On Tapping Retirement Funds

Financial planners typically tell people to dip into retirement savings only as a last resort so a temporary cash crunch when young doesn’t harm long-term retirement savings. But with the Cares Act benefits running out this month, now could be the time for those expecting serious pandemic pressure into next year to consider taking a withdrawal, says Jeffrey Levine, director of advanced planning for Buckingham Strategic Wealth.

The Cares Act gives people an opportunity during the rest of this year to take up to $100,000 out of retirement accounts to help get them through tough times if they or a family member has had Covid-19 this year, or their household has suffered a job loss or business distress.

The benefit of the provision is that people younger than 59½ can get their hands on their retirement savings in workplace plans like 401(k)s or IRAs, without facing the usual 10% penalty that is designed to discourage early withdrawals.
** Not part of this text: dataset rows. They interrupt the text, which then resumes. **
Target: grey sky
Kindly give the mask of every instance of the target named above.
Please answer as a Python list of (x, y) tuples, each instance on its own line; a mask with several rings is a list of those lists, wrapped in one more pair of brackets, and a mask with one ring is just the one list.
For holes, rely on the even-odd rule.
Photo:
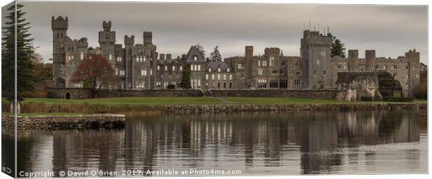
[[(160, 53), (173, 56), (201, 44), (208, 55), (216, 45), (223, 57), (243, 55), (245, 45), (254, 54), (277, 47), (285, 55), (300, 55), (304, 24), (309, 20), (323, 31), (346, 43), (346, 49), (376, 49), (378, 56), (403, 56), (409, 49), (420, 52), (427, 64), (427, 7), (408, 6), (345, 6), (290, 4), (146, 3), (99, 2), (23, 2), (26, 17), (38, 52), (51, 57), (52, 16), (68, 16), (68, 35), (87, 37), (96, 47), (102, 22), (110, 20), (116, 43), (134, 35), (142, 43), (143, 31), (153, 32)], [(4, 15), (3, 15), (4, 17)]]

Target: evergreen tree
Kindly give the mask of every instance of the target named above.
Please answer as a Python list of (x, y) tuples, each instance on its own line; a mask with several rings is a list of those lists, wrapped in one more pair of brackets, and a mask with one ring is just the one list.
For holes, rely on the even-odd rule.
[(219, 53), (219, 49), (217, 49), (217, 46), (213, 49), (213, 52), (210, 54), (210, 61), (222, 61), (222, 57), (220, 56)]
[(336, 38), (336, 36), (333, 36), (331, 33), (329, 33), (327, 36), (333, 39), (332, 41), (331, 56), (339, 56), (345, 58), (345, 43), (343, 43), (340, 40)]
[(203, 56), (203, 59), (206, 59), (206, 50), (204, 50), (204, 47), (201, 46), (199, 44), (197, 44), (195, 45), (195, 47), (198, 49), (198, 51), (199, 51), (199, 53)]
[(181, 86), (184, 88), (190, 88), (190, 64), (183, 65), (183, 72), (181, 79)]
[[(7, 8), (6, 25), (2, 27), (1, 45), (1, 86), (6, 92), (6, 96), (11, 101), (14, 100), (15, 95), (15, 59), (17, 58), (17, 96), (18, 101), (22, 100), (22, 94), (24, 91), (33, 91), (34, 78), (33, 76), (33, 63), (35, 59), (33, 38), (29, 33), (29, 22), (26, 22), (24, 15), (26, 13), (21, 8), (24, 6), (20, 3), (12, 4)], [(16, 13), (16, 14), (15, 14)], [(17, 22), (15, 23), (15, 15)], [(15, 26), (16, 25), (16, 26)], [(17, 33), (15, 34), (15, 26)], [(15, 35), (16, 54), (15, 54)]]

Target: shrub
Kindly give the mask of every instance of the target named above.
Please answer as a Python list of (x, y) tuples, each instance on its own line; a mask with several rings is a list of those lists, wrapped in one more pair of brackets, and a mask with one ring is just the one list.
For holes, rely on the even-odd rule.
[(383, 98), (383, 101), (411, 102), (414, 101), (414, 99), (412, 98), (392, 98), (392, 97), (387, 97), (387, 98)]
[(175, 89), (176, 88), (176, 85), (170, 84), (168, 86), (167, 86), (167, 89)]

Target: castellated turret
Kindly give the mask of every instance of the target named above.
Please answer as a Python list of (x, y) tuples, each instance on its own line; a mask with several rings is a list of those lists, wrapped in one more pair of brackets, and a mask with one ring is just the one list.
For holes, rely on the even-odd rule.
[(410, 49), (405, 53), (405, 58), (408, 60), (408, 95), (412, 96), (412, 89), (420, 83), (420, 53)]
[(326, 88), (332, 86), (331, 48), (333, 38), (305, 30), (300, 40), (301, 88)]
[[(103, 31), (99, 31), (99, 45), (102, 56), (111, 64), (114, 64), (114, 44), (116, 43), (116, 32), (111, 31), (111, 21), (102, 22)], [(114, 65), (113, 65), (114, 68)]]
[(364, 52), (364, 57), (366, 59), (366, 70), (369, 72), (375, 71), (375, 67), (376, 66), (375, 50), (366, 50)]
[(356, 72), (359, 70), (359, 51), (350, 49), (348, 51), (348, 69), (350, 72)]
[(111, 21), (108, 22), (104, 21), (102, 26), (104, 29), (104, 31), (111, 31)]
[(132, 35), (130, 37), (125, 36), (125, 45), (134, 45), (135, 37)]
[(254, 46), (245, 47), (245, 52), (246, 58), (250, 58), (254, 56)]
[(152, 37), (153, 34), (151, 31), (144, 31), (144, 45), (153, 45), (152, 42)]
[(65, 87), (65, 52), (64, 50), (64, 40), (67, 36), (68, 17), (63, 18), (59, 16), (51, 18), (51, 29), (52, 30), (52, 63), (53, 79), (56, 88)]

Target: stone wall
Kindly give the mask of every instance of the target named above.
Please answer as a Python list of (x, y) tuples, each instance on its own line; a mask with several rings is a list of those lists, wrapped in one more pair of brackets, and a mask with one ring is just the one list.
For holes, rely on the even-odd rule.
[[(69, 93), (70, 99), (91, 98), (91, 91), (85, 88), (49, 88), (52, 98), (65, 99)], [(114, 97), (199, 97), (203, 96), (201, 90), (194, 89), (102, 89), (98, 98)]]
[(211, 90), (215, 97), (273, 97), (335, 99), (343, 90)]
[[(123, 114), (89, 114), (71, 116), (17, 116), (18, 131), (38, 131), (79, 129), (120, 129), (125, 126)], [(1, 115), (1, 130), (14, 130), (14, 116)]]
[(426, 103), (350, 103), (309, 104), (213, 104), (170, 105), (162, 111), (170, 114), (231, 113), (239, 111), (362, 111), (427, 109)]
[[(91, 98), (88, 89), (84, 88), (50, 88), (52, 98), (65, 99), (69, 93), (70, 99), (88, 99)], [(195, 89), (111, 89), (100, 90), (98, 98), (113, 97), (275, 97), (334, 99), (344, 90), (335, 89), (298, 89), (298, 90), (195, 90)]]

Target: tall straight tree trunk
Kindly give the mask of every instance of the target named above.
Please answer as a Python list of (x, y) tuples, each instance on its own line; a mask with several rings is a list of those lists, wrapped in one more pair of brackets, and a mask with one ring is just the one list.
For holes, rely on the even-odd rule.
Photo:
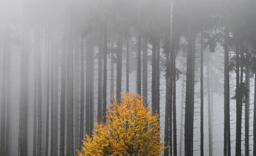
[(168, 124), (168, 156), (172, 155), (172, 106), (173, 106), (173, 0), (171, 1), (171, 21), (170, 21), (170, 76), (169, 78), (169, 124)]
[[(169, 105), (170, 104), (170, 95), (169, 92), (169, 79), (170, 76), (170, 62), (169, 61), (169, 49), (166, 50), (166, 95), (165, 95), (165, 120), (164, 120), (164, 146), (167, 147), (169, 144), (168, 142), (168, 117), (169, 117)], [(143, 55), (144, 57), (144, 55)], [(144, 68), (144, 67), (143, 67)], [(144, 76), (144, 75), (143, 75)], [(144, 81), (143, 81), (144, 82)], [(143, 83), (144, 84), (144, 83)], [(143, 86), (144, 89), (144, 85)], [(164, 151), (164, 156), (168, 156), (168, 148), (166, 148)]]
[(157, 35), (156, 53), (156, 112), (160, 114), (160, 35)]
[[(79, 148), (79, 36), (76, 36), (74, 42), (74, 147), (75, 151)], [(75, 151), (75, 154), (78, 154)]]
[[(173, 53), (173, 156), (177, 156), (177, 121), (176, 119), (176, 54), (175, 46)], [(178, 53), (178, 49), (176, 53)]]
[[(59, 52), (58, 48), (55, 46), (54, 55), (54, 138), (53, 142), (53, 156), (58, 155), (58, 83), (59, 83)], [(52, 75), (52, 76), (53, 75)]]
[(156, 112), (156, 39), (153, 39), (152, 42), (152, 80), (151, 84), (152, 94), (152, 114), (155, 115)]
[[(36, 33), (35, 32), (35, 33)], [(33, 128), (33, 156), (37, 156), (37, 48), (35, 43), (34, 69), (34, 120)]]
[(144, 98), (144, 102), (148, 105), (148, 39), (143, 38), (142, 51), (142, 95)]
[(119, 100), (121, 96), (122, 88), (122, 36), (118, 35), (118, 51), (116, 55), (116, 96)]
[(256, 68), (254, 70), (254, 124), (253, 124), (253, 156), (256, 156)]
[(74, 156), (74, 50), (73, 47), (69, 48), (69, 102), (68, 102), (68, 155)]
[(45, 139), (45, 156), (48, 155), (49, 142), (49, 105), (50, 103), (50, 35), (48, 27), (47, 50), (47, 82), (46, 82), (46, 138)]
[(184, 103), (184, 96), (183, 93), (184, 92), (184, 74), (182, 76), (182, 96), (181, 96), (181, 111), (180, 113), (180, 153), (179, 156), (181, 156), (182, 154), (182, 140), (183, 134), (182, 133), (182, 129), (183, 128), (183, 105)]
[(137, 84), (138, 85), (138, 94), (141, 94), (141, 0), (139, 0), (138, 1), (138, 57), (137, 57)]
[(41, 83), (41, 64), (40, 55), (40, 35), (39, 29), (36, 29), (35, 32), (35, 43), (37, 52), (37, 156), (41, 156), (42, 144), (42, 87)]
[[(236, 92), (235, 94), (236, 100), (236, 126), (235, 135), (235, 155), (240, 156), (241, 151), (240, 150), (240, 140), (241, 135), (240, 135), (240, 87), (239, 85), (239, 46), (238, 41), (236, 41), (235, 42), (235, 55), (236, 64)], [(242, 79), (242, 78), (241, 78)]]
[(53, 156), (53, 146), (54, 141), (54, 96), (53, 96), (53, 57), (54, 50), (53, 50), (53, 40), (52, 34), (51, 37), (51, 149), (50, 156)]
[[(246, 57), (248, 58), (249, 54), (246, 53)], [(249, 60), (249, 59), (247, 60)], [(245, 67), (245, 88), (247, 90), (247, 96), (245, 97), (244, 105), (244, 151), (245, 156), (249, 156), (249, 120), (250, 119), (250, 70), (248, 64)]]
[(11, 103), (11, 43), (10, 38), (7, 38), (7, 68), (6, 83), (6, 134), (5, 136), (5, 153), (7, 156), (11, 155), (12, 140), (12, 106)]
[[(200, 66), (200, 154), (203, 156), (203, 30), (201, 30), (201, 65)], [(210, 135), (210, 133), (209, 133)]]
[(114, 94), (114, 41), (111, 42), (111, 63), (110, 67), (110, 93), (112, 98)]
[[(208, 56), (209, 57), (209, 56)], [(208, 59), (206, 62), (207, 70), (207, 96), (208, 100), (208, 132), (209, 136), (209, 156), (212, 156), (212, 125), (211, 124), (211, 102), (210, 94), (210, 71), (209, 69), (209, 62), (210, 59)]]
[(61, 54), (61, 78), (60, 90), (60, 156), (64, 155), (64, 130), (65, 117), (65, 92), (66, 84), (66, 36), (62, 36)]
[(126, 92), (129, 92), (129, 38), (126, 39)]
[(5, 128), (6, 115), (6, 83), (7, 70), (7, 34), (5, 34), (4, 53), (2, 60), (2, 105), (1, 107), (1, 133), (0, 133), (0, 153), (5, 154)]
[(99, 52), (98, 53), (98, 111), (97, 121), (98, 123), (101, 121), (102, 110), (101, 96), (102, 83), (102, 37), (101, 34), (99, 33)]
[(81, 149), (83, 145), (82, 140), (83, 139), (83, 124), (84, 117), (84, 43), (83, 37), (80, 38), (80, 50), (81, 58), (81, 95), (80, 95), (80, 123), (79, 131), (79, 150)]

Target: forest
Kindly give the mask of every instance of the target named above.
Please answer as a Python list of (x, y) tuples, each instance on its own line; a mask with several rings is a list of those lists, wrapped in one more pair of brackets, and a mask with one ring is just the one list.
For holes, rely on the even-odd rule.
[(129, 92), (161, 155), (256, 156), (256, 7), (0, 0), (0, 156), (78, 155)]

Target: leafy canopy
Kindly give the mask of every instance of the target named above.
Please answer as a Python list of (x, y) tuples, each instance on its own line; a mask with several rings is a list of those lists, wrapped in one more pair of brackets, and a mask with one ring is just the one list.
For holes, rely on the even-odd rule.
[(152, 115), (143, 97), (127, 93), (112, 103), (106, 123), (95, 124), (78, 156), (159, 156), (165, 147), (159, 142), (158, 115)]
And instead of having to pay the tax on the full sum they withdraw this year, people can spread out the tax payments over three years, culminating with the tax return filed in 2023 for the 2022 tax year.

What’s more, people taking advantage of this provision can escape some or all of the income taxes if they replenish the money in the retirement plan over the three years and then amend their tax returns accordingly. (Be warned, though: Some 401(k) plans don’t allow distributions to be returned, so tapping an IRA may work more smoothly.)

The bottom line for taxpayers, says Randy Gardner, a Las Vegas CPA and director of education for Garrett Planning Network, is to use the same rigor in Cares Act planning as is typical in year-end tax planning: Adjust tax obligations so they are reduced as much as possible and handled at the most opportune time.